Napoleão de Almeida é o terceiro entrevistado da série Craques da Imprensa

Napoleão de Almeida é o terceiro entrevistado da série Craques da Imprensa
Napoleão de Almeida: o mais completo da imprensa paranaense (Foto: Arquivo pessoal/Napoleão de Almeida)

Napoleão de Almeida é o terceiro entrevistado da série Craques da Imprensa, do blog Entrelinhas do Jogo, do Bem Paraná. Jornalista do UOL e do Bandsports, o curitibano é um dos profissionais mais completos da imprensa paranaense. Já impressionou pela qualidade dos textos no jornal, pelos furos de reportagem nos sites online, pela segurança na apresentação de programas televisivos e pelas narrações vibrantes no rádio e na TV.  

Entrelinhas do Jogo — Como virou jornalista esportivo? Era sonho de infância ou acabou decidindo depois?
Napoleão
— Era sonho de infância, mas eu nem sabia, rs. Sabia que gostava de comunicação. Costumo dizer que quando o cara não vai bem na linha, mandam pro gol; se não vai bem pro gol, mandam pro apito. E se não serve nem pra juiz, vira jornalista! Meu avô adorava futebol e me passou isso. Eu ficava jogando futebol de botão sozinho, narrando jogos, escrevendo matérias dos jogos.., sou realizado por fazer o que amo e ainda poder pagar as contas.

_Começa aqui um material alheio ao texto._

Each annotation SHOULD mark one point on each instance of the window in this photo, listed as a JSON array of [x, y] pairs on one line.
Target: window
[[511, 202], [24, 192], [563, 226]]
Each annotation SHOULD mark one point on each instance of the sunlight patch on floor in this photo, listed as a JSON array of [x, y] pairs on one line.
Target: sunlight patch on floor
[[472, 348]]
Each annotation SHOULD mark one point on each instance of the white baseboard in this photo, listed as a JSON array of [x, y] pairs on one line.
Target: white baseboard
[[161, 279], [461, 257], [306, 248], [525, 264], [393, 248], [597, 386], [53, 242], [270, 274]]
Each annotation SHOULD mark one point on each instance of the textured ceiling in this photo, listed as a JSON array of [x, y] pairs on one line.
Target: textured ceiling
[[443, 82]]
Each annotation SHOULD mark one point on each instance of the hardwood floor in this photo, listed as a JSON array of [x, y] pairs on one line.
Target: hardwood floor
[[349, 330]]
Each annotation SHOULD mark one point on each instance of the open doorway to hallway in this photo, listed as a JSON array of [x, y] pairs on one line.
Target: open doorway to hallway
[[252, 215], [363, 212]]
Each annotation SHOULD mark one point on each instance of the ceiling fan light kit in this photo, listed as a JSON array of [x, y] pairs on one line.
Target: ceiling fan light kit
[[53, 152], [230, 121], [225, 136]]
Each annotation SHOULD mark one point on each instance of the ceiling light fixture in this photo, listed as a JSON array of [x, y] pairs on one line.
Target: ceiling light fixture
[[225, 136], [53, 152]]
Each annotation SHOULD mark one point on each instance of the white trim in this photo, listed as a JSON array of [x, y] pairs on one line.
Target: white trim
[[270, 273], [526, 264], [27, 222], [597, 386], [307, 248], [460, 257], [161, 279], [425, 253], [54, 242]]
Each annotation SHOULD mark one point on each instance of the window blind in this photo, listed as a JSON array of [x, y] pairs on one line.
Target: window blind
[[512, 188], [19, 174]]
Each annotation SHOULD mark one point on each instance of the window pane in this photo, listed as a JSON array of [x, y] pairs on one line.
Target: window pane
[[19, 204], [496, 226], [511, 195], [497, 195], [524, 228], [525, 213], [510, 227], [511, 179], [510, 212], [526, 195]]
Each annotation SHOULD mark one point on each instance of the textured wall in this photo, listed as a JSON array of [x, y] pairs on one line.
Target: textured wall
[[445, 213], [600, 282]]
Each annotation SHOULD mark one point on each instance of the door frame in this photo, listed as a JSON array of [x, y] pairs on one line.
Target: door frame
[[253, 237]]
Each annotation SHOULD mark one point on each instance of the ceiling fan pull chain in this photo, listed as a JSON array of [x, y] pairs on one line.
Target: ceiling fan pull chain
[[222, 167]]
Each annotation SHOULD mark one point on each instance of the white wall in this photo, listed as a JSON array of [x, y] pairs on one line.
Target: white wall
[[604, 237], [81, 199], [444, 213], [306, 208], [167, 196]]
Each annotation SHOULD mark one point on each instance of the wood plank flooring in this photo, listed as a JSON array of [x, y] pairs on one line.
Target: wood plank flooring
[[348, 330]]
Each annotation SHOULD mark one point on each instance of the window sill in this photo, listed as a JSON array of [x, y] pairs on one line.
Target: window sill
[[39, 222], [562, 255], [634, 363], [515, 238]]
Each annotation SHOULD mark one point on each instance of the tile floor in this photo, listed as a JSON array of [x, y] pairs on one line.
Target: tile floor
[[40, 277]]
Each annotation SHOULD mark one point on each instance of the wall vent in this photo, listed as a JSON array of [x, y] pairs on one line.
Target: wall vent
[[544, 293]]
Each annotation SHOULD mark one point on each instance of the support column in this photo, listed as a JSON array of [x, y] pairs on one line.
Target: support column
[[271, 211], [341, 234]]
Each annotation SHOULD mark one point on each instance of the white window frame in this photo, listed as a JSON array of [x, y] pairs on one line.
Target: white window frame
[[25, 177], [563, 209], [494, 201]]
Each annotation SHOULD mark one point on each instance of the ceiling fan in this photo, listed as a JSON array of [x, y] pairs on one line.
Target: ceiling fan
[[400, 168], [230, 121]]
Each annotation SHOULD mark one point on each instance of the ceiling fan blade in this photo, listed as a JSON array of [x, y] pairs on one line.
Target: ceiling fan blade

Entrelinhas — Você já fez de tudo um pouco na imprensa esportiva. Foi apresentador de TV, narrador na TV, locutor no rádio, repórter de jornal, colunista... A lista é longa. Era seu plano inicial fazer de tudo um pouco ou acabou acontecendo? E quais as vantagens e desvantagens de trabalhar em tantas mídias diferentes?
Napoleão
— Eu penso que a gente tem que saber fazer de tudo um pouco pra se virar na hora do aperto. No Paraná eu não sou tão conhecido como narrador, diferente daqui, em São Paulo. Eu virei narrador depois de tentar ser músico, tinha banda e tudo mais. Foi aí que me deu o estalo, depois de três anos de curso de técnica vocal: “por que não juntar as paixões?” Mas não é tão simples. Aí fui estudar jornalismo depois de já formado em publicidade. E os espaços para narrar não são muitos, muito menos aí no Paraná. Então ia fazendo o que pintava, sempre com muita vontade e dedicação. E fui aprendendo muito. Eu vejo muitas vantagens, me sinto um profissional preparado para lidar com qualquer mídia e qualquer função. Como desvantagem, um certo mito de que narrador não pode lidar com notícia, de que é showman. Não concordo.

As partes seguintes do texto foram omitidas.